Software obfuscation is a transformation procedure to make a program difficult to understand, but still preserves all of the program's original behavior. Mixed-Boolean-Arithmetic (MBA) obfuscation is a powerful and efficient obfuscation method. It transforms simple calculations to very complex expressions with mixed Boolean and arithmetic operators. Since many malware developers have adopted obfuscation techniques to hide malware from detection, analyzing obfuscated programs plays a crucial role in modern software security. This project seeks to effectively reverse MBA obfuscation result, which means to recover the original program logic from an obfuscated program produced by MBA transformation.

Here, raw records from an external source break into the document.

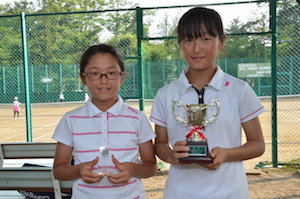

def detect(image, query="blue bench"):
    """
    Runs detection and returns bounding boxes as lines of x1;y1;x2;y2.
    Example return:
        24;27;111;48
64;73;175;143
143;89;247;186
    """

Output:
0;142;73;199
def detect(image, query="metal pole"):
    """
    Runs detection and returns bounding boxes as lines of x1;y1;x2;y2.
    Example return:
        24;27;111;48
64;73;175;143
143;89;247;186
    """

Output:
270;0;278;167
136;7;144;110
21;12;32;142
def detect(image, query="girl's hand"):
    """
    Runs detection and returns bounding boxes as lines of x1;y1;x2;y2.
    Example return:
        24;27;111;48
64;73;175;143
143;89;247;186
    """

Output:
106;155;133;184
172;141;190;165
199;147;227;170
79;157;103;183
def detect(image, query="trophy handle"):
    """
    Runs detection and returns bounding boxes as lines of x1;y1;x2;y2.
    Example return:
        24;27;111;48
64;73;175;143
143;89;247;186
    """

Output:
172;100;188;125
204;99;220;125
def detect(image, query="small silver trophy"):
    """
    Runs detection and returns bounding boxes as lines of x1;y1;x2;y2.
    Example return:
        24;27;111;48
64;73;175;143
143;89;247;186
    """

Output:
172;99;220;163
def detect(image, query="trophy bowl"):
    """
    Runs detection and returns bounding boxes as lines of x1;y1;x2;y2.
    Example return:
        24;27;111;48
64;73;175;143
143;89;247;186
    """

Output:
172;99;220;164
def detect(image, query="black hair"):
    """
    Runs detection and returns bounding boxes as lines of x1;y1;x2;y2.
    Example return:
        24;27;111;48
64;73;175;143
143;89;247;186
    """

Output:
79;44;125;74
177;7;224;43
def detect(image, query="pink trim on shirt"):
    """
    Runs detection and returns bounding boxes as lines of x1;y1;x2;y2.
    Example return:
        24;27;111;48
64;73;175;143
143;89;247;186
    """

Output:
241;106;264;120
108;115;139;119
78;180;137;189
110;147;138;151
74;149;99;153
150;116;167;124
108;131;136;134
70;115;101;119
73;132;102;135
92;166;117;170
128;107;138;114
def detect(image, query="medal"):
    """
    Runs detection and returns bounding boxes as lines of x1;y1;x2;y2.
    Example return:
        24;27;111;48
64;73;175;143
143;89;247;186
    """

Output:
100;146;109;157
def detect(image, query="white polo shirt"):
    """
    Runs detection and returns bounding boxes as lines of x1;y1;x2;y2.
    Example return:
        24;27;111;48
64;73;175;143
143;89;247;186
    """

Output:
52;96;155;199
150;67;265;199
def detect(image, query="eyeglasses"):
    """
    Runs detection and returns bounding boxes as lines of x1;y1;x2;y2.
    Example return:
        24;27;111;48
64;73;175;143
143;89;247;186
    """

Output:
82;72;123;80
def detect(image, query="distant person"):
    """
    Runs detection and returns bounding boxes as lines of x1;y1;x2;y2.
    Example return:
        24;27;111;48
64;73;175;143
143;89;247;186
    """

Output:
84;93;90;102
52;44;157;199
59;92;65;102
13;97;21;119
150;7;265;199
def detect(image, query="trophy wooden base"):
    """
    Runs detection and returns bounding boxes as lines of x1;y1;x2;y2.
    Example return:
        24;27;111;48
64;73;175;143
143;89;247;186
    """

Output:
179;141;213;164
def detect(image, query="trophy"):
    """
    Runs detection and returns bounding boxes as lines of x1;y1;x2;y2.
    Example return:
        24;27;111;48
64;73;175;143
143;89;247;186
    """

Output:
172;99;220;163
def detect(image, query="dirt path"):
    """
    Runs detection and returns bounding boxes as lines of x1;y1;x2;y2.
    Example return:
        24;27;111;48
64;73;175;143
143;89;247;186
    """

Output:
143;169;300;199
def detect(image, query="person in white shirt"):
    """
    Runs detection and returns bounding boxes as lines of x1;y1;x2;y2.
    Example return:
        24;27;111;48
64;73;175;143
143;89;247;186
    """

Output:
150;7;265;199
13;97;21;119
59;92;65;102
52;44;157;199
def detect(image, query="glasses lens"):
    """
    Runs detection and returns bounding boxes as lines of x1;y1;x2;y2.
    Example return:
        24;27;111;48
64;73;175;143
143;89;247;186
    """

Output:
106;72;120;79
87;73;101;80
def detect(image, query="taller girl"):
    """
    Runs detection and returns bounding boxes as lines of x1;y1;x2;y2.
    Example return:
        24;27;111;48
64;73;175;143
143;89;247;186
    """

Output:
151;7;265;199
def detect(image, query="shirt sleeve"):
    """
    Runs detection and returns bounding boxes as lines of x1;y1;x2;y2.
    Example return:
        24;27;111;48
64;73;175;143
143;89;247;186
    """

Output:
150;89;167;127
52;114;73;147
239;82;265;123
138;112;156;144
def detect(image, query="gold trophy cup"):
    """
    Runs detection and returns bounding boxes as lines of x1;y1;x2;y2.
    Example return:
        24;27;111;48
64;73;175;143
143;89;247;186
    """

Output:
172;99;220;163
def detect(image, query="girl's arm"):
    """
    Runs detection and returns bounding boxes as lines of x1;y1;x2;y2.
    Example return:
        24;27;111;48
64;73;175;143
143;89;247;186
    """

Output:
107;140;157;184
53;142;103;183
202;117;265;170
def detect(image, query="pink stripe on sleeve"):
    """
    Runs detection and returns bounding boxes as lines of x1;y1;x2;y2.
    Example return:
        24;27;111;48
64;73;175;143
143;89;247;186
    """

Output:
73;132;102;135
150;116;167;124
241;106;264;120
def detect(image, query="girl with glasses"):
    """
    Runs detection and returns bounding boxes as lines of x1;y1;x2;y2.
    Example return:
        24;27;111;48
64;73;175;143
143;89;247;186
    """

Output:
53;44;157;199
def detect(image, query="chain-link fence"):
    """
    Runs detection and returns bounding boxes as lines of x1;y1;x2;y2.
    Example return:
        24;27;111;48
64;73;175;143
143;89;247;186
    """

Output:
0;0;300;166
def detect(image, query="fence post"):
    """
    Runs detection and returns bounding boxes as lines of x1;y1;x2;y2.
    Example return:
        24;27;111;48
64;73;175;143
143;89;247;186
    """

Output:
136;7;144;111
270;0;278;167
21;12;32;142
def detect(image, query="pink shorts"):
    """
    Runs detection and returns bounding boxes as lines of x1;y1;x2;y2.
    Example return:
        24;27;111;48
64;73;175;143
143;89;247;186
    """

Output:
13;106;20;111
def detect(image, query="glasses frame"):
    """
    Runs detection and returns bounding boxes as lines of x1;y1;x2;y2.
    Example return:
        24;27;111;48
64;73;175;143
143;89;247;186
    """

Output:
82;72;124;80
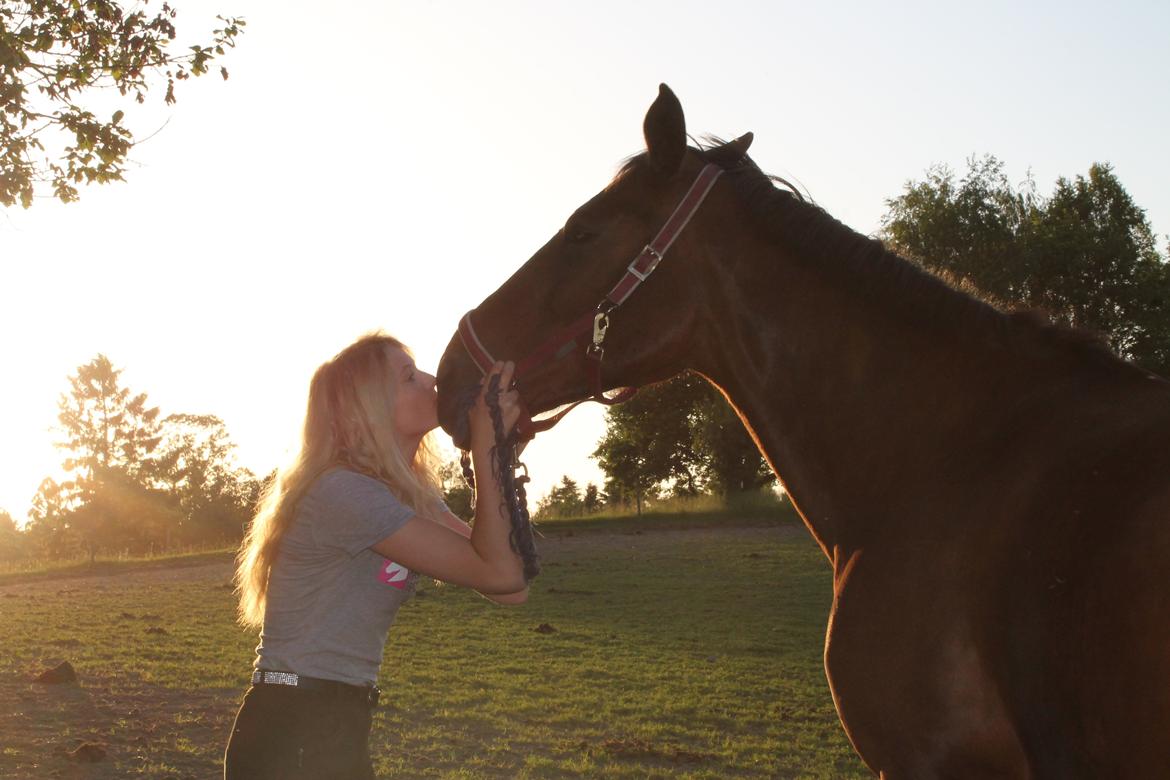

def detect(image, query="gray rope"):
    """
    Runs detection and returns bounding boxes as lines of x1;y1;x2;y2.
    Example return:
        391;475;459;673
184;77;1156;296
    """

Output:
457;374;541;581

The objective of this project is to unveil the theoretical and practical attributes of MBA obfuscation. This research reveals the undiscovered fundamental weakness of MBA obfuscation and consequently challenges the existing design of MBA obfuscation. The research tasks include: 1) developing an arithmetic-based simplification method to reverse normal MBA obfuscation; 2) simplifying multi-granularity MBA obfuscation; and 3) reducing generic non-linear MBA expression. This project will advance human knowledge about MBA de-obfuscation and produce practical MBA reverse analysis tools.
The project will enable broader adoption of formal methods in security analysis applications and inspire more interdisciplinary research across programming languages and software security. The developed methods and data set will be publicly available. Besides, this project will facilitate the development of novel educational tools to enhance several current courses at The University of New Hampshire (UNH). The minority students and under-served populations will be engaged in both research and extracurricular activities (such as Capture-the-Flag competition) to participate in cutting-edge cyber-security research.
Source code, documentation, experimental results, and scholarly publications, will be managed using the distributed version control system Git. New curriculum materials will be organized by the course management system at UNH. A local repository copy will be stored in the backup servers at UNH SoftSec Group. Data will be retained for at least three years beyond the award period. The scholarly publications, presentations, and open-source code will be available on the homepage (www.cs.unh.edu/~dxu).
This award reflects NSF's statutory mission and has been deemed worthy of support through evaluation using the Foundation's intellectual merit and broader impacts review criteria.